MultiModal-GPT (Gong et al., 2023) is a multi- modal instruction tuning model that is capable of following diverse instructions, generating detailed captions, counting specific objects, and addressing general inquiries. MultiModal-GPT is trained by fine-tuning OpenFlamingo (9B) (Awadalla et al., 2023) on various created visual instruction data with open datasets, including VQA, Image Captioning, Visual Reasoning, Text OCR, and Visual Dialogue. The experiments demonstrate the proficiency of MultiModal-GPT in maintaining continuous dialogues with humans.

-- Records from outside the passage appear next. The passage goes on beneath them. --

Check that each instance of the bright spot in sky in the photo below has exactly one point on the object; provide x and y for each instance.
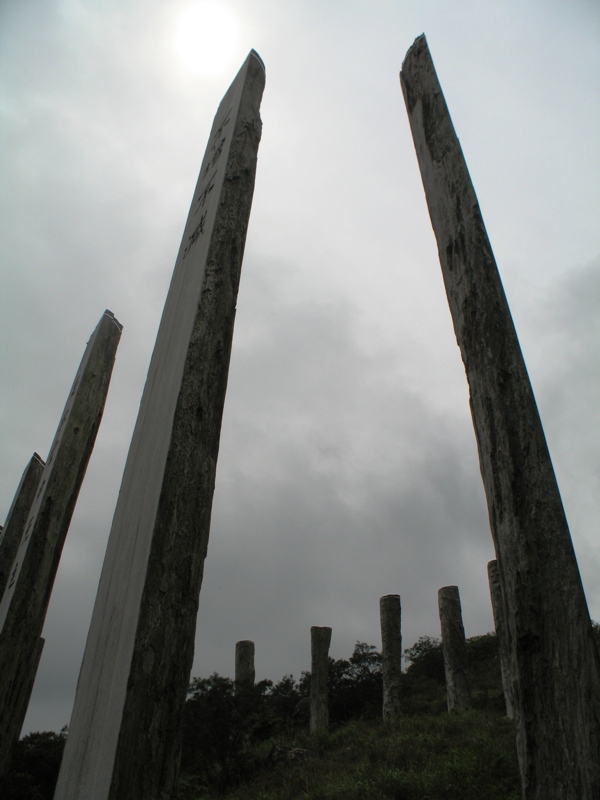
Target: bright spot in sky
(206, 37)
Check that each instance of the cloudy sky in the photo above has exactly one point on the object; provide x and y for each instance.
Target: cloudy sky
(348, 467)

6、Domain-specific Instruction Finetuning特定领域指令微调
In this section, we describe instruction tuning in different domains and applications.

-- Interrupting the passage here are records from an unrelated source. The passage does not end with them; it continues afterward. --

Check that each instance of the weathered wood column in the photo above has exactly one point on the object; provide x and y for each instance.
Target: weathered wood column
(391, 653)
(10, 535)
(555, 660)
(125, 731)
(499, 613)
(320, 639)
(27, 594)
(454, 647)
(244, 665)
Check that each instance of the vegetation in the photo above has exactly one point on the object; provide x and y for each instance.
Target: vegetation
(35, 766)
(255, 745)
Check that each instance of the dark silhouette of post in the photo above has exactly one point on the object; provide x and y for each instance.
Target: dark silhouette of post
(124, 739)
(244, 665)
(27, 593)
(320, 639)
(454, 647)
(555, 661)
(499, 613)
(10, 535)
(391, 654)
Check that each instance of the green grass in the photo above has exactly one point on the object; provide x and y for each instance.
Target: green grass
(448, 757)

InstructDial (Gupta et al., 2022) is an instruction tuning framework designed for dialogue. It contains a collection of 48 dialogue tasks in a consistent text-to-text format created from 59 dialogue datasets. Each task instance includes a task description, instance inputs, constraints, instructions, and output. To ensure adherence to instructions, the framework introduces two meta- tasks: (1) an instruction selection task, where the model selects the instruction corresponding to a given input-output pair; and (2) an instruction binary task, where the model predicts "yes" or "no" if an instruction leads to a given output from an input. Two base models T0-3B (Sanh et al., 2021) (3B parameters version of T5 (Lester et al., 2021)) and BART0 (Lin et al., 2022) (406M parameters based on Bart-large (Lewis et al., 2019)) are fine- tuned on the tasks from InstructDial. InstructDial achieves impressive results on unseen dialogue datasets and tasks, including dialogue evaluation and intent detection. Moreover, it delivers even better results when applied to a few-shot setting.‌
Intent Classification and Slot Tagging LINGUIST (Rosenbaum et al., 2022) finetunes AlexaTM 5B (Soltan et al., 2022), a 5-billion-parameter multilingual model, on the instruction dataset for intent classification and slot tagging tasks. Each instruction consists of five blocks: (i) the language of the generated output, (ii) intention, slot types and values to include in the output (e.g., the number 3 in [3, snow] corresponds the slot type, and snow is the value used for that slot), a mapping from slot type labels to numbers, and (v) up to 10 examples to instruct the format of the outputs. LINGUIST shows significant improvements over state-of-the-art approaches in a 10-shot novel intent setting using the SNIPS dataset (Coucke et al., 2018). In the zero-shot cross- lingual setting of the mATIS++ dataset (Xu et al., 2020), LINGUIST surpasses a strong baseline of Machine Translation with Slot Alignment across 6 languages while maintaining intent classification performance.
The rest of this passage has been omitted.